Published by the Students of Johns Hopkins since 1896
April 17, 2024

My high school French class

By MADELYN KYE | February 8, 2022

frenchclass

COURTESY OF MADELYN KYE

Kye looks back fondly on the French classes she took before coming to Hopkins.

As an International Studies major, I am required to take a foreign language. For freshman fall, I signed up for Intermediate French I, feeling excited for what was ahead in college but nostalgic for my experiences with French before college. Namely, the six years of French I took in Huntington, N.Y.

We had two teachers over the course of middle school: the first, an Italian woman obsessed with purple pens, the boisterous type who spoke rapid French when she introduced herself to monolingual parents. The second, a soft-spoken, kind woman who told my parents that it made sense that I was a Virgo. 
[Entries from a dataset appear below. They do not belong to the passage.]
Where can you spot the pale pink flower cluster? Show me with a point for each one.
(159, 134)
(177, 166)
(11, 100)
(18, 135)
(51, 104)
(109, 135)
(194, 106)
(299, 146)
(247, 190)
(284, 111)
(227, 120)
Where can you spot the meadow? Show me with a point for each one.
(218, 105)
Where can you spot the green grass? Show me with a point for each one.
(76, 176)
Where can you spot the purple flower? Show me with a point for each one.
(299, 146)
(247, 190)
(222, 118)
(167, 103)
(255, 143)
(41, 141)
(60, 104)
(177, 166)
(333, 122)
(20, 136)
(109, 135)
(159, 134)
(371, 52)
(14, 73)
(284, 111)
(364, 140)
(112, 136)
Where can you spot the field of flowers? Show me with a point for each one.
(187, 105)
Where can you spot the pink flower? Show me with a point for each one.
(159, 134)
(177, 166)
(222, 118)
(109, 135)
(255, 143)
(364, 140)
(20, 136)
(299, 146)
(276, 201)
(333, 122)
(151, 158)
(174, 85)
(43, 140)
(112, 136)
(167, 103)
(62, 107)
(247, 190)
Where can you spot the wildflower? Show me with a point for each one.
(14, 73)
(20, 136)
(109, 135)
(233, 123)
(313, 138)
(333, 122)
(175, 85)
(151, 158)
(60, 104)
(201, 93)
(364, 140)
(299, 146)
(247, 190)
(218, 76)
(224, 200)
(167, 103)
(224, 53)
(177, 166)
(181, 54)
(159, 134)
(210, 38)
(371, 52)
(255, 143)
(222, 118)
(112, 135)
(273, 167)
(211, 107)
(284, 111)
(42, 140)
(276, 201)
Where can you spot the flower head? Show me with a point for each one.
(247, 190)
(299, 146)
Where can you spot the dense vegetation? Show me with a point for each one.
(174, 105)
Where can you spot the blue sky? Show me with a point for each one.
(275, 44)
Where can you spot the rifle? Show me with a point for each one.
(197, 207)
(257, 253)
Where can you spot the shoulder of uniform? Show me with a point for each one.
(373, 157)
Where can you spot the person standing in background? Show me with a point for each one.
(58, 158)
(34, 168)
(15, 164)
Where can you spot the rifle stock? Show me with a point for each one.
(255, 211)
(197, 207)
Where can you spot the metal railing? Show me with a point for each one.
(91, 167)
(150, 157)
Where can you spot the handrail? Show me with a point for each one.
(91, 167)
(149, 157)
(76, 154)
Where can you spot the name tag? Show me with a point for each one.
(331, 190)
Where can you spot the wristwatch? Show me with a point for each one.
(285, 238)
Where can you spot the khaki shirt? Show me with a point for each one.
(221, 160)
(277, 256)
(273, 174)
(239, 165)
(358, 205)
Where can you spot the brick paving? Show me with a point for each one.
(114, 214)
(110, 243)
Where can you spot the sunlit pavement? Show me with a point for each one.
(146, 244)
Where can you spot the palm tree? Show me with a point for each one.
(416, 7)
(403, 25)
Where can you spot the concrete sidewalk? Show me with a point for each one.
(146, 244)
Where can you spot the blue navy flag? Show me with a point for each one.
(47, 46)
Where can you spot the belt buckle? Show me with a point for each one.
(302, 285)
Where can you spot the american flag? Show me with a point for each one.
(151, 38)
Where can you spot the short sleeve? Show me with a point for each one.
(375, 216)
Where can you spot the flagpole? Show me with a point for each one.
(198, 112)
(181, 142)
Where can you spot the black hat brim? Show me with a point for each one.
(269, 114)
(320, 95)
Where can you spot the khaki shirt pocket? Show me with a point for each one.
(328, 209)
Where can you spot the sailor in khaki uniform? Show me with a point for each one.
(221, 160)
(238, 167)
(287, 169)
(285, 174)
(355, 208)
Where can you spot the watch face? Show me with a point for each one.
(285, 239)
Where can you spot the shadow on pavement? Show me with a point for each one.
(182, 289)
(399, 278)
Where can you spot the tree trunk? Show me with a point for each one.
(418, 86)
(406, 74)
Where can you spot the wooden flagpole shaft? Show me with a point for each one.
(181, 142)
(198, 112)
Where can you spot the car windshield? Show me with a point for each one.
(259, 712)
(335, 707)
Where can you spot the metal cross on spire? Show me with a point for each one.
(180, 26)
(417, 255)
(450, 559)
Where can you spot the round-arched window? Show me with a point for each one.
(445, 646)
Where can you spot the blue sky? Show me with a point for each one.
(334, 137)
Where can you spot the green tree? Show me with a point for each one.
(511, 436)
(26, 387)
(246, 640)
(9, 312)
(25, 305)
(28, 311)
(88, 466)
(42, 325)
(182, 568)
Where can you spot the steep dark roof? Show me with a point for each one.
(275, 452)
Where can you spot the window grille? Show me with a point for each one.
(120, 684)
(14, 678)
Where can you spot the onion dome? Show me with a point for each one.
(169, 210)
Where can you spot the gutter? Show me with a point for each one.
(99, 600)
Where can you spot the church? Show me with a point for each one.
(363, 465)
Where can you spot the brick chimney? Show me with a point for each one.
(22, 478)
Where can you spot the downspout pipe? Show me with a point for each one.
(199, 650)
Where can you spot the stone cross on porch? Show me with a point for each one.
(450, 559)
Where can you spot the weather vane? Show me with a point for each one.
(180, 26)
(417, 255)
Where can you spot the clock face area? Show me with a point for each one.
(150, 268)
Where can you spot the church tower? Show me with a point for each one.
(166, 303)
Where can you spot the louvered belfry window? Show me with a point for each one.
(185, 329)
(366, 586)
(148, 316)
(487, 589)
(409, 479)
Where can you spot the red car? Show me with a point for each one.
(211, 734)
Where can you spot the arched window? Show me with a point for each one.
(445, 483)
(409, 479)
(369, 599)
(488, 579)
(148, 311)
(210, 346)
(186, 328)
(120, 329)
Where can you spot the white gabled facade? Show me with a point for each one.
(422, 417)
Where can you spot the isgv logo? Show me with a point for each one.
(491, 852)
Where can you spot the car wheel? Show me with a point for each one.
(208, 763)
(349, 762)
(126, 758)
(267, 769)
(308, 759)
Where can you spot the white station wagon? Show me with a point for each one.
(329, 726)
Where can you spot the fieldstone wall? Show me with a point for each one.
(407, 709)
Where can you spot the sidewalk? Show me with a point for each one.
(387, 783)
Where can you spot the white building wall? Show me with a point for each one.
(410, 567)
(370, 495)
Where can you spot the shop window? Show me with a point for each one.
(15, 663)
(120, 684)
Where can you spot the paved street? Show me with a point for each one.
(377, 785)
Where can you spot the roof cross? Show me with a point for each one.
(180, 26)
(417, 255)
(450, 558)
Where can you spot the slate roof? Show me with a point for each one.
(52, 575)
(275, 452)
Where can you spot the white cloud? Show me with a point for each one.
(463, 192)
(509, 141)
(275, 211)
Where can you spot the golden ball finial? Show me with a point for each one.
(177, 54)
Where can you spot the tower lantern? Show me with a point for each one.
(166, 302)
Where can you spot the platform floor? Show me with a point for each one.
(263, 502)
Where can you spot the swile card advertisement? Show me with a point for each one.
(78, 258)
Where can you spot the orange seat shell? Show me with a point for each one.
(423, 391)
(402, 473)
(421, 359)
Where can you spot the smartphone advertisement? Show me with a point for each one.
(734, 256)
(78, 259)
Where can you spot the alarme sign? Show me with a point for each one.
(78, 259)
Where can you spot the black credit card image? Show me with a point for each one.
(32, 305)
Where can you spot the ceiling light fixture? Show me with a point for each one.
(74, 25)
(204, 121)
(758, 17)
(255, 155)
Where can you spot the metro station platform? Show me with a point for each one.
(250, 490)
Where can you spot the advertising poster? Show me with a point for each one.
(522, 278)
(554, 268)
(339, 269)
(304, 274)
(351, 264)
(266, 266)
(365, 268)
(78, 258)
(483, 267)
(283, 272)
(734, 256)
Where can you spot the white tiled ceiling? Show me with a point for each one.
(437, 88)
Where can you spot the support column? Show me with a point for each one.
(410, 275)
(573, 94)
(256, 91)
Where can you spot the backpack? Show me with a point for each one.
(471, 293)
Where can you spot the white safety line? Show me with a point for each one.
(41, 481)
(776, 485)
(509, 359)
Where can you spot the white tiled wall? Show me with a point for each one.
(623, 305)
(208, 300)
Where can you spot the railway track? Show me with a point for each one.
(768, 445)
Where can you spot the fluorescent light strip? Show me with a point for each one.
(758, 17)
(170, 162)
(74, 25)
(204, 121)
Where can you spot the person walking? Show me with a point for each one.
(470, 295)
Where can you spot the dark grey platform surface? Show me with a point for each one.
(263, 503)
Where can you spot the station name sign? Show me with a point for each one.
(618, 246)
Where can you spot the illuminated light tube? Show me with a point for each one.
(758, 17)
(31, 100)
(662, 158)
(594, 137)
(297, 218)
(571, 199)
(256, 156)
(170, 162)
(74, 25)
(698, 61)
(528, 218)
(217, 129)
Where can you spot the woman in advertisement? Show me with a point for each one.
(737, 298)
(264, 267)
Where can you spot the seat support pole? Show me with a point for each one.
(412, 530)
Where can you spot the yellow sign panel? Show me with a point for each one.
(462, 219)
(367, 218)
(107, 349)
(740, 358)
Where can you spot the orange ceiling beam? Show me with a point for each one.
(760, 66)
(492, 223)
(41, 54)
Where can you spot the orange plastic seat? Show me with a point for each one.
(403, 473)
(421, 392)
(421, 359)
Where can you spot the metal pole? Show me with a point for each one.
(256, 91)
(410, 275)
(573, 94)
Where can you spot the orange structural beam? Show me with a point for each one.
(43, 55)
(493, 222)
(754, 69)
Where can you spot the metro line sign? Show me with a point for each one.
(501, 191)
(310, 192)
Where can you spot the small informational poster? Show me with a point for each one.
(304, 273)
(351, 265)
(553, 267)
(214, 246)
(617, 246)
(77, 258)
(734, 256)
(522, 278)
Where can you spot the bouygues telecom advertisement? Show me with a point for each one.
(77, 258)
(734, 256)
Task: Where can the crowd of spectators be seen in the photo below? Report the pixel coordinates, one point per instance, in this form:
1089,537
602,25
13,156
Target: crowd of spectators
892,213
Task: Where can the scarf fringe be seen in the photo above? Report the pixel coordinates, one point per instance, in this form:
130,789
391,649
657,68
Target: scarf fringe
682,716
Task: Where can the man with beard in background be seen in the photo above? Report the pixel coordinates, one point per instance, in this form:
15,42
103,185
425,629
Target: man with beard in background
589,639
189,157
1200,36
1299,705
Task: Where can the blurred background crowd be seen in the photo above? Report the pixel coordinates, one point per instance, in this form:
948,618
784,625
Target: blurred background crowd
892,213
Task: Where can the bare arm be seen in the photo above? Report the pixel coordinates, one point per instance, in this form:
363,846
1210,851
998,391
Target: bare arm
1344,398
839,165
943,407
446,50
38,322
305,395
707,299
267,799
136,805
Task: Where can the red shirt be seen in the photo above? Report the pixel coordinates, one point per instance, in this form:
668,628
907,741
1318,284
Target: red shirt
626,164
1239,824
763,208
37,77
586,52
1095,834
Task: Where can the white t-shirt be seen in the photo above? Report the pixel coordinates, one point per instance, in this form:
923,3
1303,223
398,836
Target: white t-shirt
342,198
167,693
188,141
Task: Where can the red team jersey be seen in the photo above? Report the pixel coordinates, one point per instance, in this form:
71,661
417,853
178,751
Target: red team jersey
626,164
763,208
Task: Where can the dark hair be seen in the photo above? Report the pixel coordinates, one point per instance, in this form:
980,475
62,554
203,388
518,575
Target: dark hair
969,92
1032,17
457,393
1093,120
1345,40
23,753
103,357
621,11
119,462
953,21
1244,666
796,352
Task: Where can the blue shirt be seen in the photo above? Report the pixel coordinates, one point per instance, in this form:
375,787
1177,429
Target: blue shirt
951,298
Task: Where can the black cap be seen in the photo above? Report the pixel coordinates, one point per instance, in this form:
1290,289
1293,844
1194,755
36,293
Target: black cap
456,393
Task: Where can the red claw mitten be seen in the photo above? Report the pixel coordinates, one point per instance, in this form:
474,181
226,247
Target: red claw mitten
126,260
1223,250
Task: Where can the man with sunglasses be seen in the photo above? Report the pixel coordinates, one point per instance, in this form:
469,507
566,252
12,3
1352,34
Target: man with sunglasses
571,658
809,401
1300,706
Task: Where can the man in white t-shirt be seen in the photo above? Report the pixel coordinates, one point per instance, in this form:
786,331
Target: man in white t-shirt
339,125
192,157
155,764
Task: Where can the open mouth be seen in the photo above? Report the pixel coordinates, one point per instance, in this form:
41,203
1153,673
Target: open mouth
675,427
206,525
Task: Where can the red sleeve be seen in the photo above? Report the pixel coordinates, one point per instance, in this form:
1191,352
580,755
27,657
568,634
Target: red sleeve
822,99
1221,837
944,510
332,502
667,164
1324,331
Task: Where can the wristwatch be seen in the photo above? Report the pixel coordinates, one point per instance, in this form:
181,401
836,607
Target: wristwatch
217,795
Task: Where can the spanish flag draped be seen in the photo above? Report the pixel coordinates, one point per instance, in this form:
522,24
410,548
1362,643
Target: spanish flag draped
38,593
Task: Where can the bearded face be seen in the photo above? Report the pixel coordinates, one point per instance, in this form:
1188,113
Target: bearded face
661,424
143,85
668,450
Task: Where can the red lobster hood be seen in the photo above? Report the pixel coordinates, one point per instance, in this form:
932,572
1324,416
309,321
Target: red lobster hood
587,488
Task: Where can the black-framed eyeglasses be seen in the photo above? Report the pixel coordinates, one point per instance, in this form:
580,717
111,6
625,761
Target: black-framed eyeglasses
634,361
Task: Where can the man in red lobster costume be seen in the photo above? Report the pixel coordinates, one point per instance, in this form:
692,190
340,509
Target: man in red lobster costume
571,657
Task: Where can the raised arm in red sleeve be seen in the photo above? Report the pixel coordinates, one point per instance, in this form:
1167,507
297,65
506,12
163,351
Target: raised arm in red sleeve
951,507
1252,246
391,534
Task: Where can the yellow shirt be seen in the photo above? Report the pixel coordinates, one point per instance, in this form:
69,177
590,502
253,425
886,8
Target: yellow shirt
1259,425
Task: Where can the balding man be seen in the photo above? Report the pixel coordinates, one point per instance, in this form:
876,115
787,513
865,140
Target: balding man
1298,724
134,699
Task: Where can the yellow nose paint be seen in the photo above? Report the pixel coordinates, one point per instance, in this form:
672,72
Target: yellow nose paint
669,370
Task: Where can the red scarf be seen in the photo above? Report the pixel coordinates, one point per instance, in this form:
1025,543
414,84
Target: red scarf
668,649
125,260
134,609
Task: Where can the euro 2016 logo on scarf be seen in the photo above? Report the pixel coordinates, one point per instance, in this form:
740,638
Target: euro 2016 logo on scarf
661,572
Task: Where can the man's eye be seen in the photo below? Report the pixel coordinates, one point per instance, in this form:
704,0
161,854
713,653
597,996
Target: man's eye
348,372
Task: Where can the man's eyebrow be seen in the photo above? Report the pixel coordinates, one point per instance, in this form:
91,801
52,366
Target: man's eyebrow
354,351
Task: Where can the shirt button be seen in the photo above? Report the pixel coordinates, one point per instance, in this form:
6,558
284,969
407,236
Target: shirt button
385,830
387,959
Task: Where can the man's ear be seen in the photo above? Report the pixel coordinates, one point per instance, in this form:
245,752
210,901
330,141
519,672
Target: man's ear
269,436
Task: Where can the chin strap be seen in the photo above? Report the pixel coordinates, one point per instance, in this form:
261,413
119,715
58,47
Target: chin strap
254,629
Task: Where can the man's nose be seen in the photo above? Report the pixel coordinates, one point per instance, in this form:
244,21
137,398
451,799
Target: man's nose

It was one of those classes that very few people had registered for in the first place: My graduating class of over 400 students had one section of French from seventh grade through senior year. Many of us were strangers in the beginning, but through years of class Secret Santas and singing songs to strange tunes in the name of remembering various verb tenses, I graduated high school with six years of entertaining French class stories and two best friends. 

And, as much as I have continued to enjoy my French classes at Hopkins, I am consistently struck by nostalgia when I think about my experiences in high school French class.

I have yet to encounter anything remotely similar to the environment of my high school French class — a community where, although some cliques existed between one table and the next, everyone always felt comfortable voicing their opinions and engaging with the class. When we exchanged gifts for our Secret Santa each year, our teacher participated. There was no element of fear present in drawing names for the tradition because we all knew each other so well. 

The unmatched comedy of the group projects certainly furthered this environment. Most notably, there was a trio that never failed to prepare a video of them rapping in French as it related to the current unit (although they never would let anyone outside of class see the video), dialogues that were acted out with absurd amounts of enthusiasm and my group’s typical game of Jeopardy! — we knew that Jeopardy! was a great way to kill time, and we capitalized on that notion fairly often, with lengthy skits and endless questions as we reviewed for exams. 

The culmination of these years of bonding was supposed to be a field trip to see The Phantom of the Opera on Broadway at the end of senior year, having read the French edition in class. Unfortunately, we had planned the trip for April of 2020, and when the pandemic hit the U.S., it was swiftly canceled.

Instead of goofing around on the Long Island Rail Road with my friends to and from the show, we were confined to our homes and condemned to stare at the Phantom masks that our teacher had given to us as inadequate placeholders. Mine is still strung up on the wall of my childhood bedroom. I still haven’t gone to see Phantom — I don’t think I could go without picturing the trip that I had looked forward to for so long.

Although the last time I was physically in French class with my best friends, Alice and Robbie, was nearly two years ago, the connections we made have continued to grow. The routine of our group projects is long gone. Alice would script them, having lived in a French-speaking part of Canada, I would check all of the grammar (she was admittedly lazy and made frequent errors) and Robbie would handle all of the technical aspects of the project, comically claiming he had retained absolutely nothing that we had been taught.

But now, we text frequently in our group chat (which, of course, has a French name), reminisce about the oddities of a class that can’t quite be explained and grapple with the fact that we will never again have to film ourselves cooking pasta and narrating the process in French, or glue paper after paper to a too colorful poster board. 

Madelyn Kye is a sophomore from Long Island, N.Y. majoring in Writing Seminars and International Studies. Her column discusses people and things that have entered and exited her life, often through the lens of growing up.